Summarize what you observed as dataset size increased. Given that validation metrics are typically reliable to only about two decimal places, do the performance gains justify using the entire dataset? What trade-offs between accuracy and computation time did you notice?

#### Your Answer Here:
As dataset size increased from 25% to 100%, validation accuracy improved steadily from 0.914 to 0.931, a gain of 1.7 percentage points. However, the improvement shows diminishing returns: moving from 25% to 50% gained 1.0 percentage points, while 50% to 75% gained only 0.14 points, and 75% to 100% gained 0.53 points. Training time scaled roughly linearly with data size, from 3 minutes at 25% to over 7 minutes at 100%. Given that validation metrics are reliable to only two decimal places, the 0.93 vs 0.91 difference is modest but meaningful. Whether the full dataset is justified depends on the application: for research or production systems where every percentage point matters, the extra 4 minutes is worthwhile.

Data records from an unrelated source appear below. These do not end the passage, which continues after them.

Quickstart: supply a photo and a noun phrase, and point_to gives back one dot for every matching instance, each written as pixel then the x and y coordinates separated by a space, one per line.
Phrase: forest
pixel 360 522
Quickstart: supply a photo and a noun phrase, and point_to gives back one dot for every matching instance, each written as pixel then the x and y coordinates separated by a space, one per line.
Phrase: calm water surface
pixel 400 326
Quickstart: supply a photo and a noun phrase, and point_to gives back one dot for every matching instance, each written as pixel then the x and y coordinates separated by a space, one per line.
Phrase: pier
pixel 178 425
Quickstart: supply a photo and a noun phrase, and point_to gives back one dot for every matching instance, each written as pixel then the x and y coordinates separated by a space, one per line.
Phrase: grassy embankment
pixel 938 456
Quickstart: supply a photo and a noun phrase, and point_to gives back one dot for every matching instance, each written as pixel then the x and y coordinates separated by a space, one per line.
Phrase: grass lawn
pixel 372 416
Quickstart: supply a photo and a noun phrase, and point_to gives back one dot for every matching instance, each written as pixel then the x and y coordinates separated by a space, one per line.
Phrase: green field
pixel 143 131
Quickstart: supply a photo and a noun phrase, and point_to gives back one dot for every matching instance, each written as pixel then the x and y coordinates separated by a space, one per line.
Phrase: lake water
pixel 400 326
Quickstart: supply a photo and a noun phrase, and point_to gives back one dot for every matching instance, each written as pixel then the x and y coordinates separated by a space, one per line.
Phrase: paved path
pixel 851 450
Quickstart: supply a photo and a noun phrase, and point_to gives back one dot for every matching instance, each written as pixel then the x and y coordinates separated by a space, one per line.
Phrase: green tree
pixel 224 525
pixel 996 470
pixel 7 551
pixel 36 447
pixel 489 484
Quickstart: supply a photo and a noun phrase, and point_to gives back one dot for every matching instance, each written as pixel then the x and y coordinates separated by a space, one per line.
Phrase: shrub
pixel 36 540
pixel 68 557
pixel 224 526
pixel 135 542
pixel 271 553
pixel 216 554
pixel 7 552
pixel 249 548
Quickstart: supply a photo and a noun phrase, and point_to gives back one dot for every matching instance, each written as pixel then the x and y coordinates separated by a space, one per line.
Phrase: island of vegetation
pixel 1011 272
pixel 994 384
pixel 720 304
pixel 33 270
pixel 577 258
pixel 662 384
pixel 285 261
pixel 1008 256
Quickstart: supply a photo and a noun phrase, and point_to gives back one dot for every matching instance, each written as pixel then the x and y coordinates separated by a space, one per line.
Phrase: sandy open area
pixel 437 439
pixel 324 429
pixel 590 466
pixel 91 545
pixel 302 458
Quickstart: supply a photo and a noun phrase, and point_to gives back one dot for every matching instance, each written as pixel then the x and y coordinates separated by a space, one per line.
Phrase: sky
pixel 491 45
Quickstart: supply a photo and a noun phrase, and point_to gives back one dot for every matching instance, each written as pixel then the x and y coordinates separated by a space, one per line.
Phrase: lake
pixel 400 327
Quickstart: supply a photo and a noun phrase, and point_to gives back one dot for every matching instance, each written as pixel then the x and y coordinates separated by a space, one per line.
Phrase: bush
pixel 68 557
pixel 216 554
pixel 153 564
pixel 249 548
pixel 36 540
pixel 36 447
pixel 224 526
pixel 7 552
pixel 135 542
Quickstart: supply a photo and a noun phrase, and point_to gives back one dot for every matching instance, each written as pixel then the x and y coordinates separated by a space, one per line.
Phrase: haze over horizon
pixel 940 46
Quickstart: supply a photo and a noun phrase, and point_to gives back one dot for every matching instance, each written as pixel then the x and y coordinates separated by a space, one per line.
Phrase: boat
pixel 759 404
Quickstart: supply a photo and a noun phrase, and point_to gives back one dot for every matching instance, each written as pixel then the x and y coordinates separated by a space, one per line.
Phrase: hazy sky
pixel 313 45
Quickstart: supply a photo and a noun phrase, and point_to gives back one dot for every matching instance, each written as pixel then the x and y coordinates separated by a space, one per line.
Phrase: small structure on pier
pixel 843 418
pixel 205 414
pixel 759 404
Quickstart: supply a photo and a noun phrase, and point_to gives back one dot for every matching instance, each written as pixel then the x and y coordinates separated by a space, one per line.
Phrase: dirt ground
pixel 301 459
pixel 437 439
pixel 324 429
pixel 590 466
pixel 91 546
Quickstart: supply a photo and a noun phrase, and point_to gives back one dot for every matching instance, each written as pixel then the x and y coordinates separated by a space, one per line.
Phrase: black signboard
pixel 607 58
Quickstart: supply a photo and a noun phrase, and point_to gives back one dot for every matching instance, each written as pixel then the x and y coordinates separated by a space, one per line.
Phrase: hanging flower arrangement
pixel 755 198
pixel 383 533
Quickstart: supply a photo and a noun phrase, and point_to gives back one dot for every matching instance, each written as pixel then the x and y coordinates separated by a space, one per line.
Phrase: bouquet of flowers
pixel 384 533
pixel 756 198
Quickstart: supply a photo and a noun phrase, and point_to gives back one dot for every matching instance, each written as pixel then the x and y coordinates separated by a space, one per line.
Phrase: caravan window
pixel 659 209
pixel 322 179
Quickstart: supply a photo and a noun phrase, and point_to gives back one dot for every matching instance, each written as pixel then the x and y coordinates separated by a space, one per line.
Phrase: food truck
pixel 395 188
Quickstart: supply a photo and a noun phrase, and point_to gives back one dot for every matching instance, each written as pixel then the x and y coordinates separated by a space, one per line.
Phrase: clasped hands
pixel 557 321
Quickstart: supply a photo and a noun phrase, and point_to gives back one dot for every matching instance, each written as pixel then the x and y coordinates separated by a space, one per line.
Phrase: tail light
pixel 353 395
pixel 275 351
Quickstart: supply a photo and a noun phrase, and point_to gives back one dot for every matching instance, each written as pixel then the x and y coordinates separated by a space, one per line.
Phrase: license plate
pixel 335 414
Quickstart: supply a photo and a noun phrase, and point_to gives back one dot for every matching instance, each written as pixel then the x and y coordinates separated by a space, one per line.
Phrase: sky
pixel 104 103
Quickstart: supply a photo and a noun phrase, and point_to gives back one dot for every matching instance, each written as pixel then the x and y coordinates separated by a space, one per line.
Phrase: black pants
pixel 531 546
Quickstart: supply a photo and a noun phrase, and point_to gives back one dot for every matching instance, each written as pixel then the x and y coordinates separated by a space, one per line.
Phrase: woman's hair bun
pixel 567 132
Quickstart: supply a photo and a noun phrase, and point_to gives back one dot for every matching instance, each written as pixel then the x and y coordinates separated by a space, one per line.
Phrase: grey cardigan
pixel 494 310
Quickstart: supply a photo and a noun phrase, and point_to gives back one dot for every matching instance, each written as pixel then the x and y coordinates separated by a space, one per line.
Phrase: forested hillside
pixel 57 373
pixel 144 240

For rapid prototyping or resource-constrained scenarios, 50% of the data achieves 0.92 accuracy in just under 5 minutes, offering an excellent accuracy-to-computation ratio.

# Problem 3 — Model swap: speed vs. accuracy (why: capacity matters)

In this problem we will compare encoder-only backbones of different sizes.

**Setup.** Keep the best `MAX_LEN`, `LR`, and `SUBSET_FRAC` from Problems 1–2. Only change the model/preset:

* **DistilBERT** (current baseline)
* **MobileBERT** (smaller/faster)
* **BERT-base** (larger/usually stronger)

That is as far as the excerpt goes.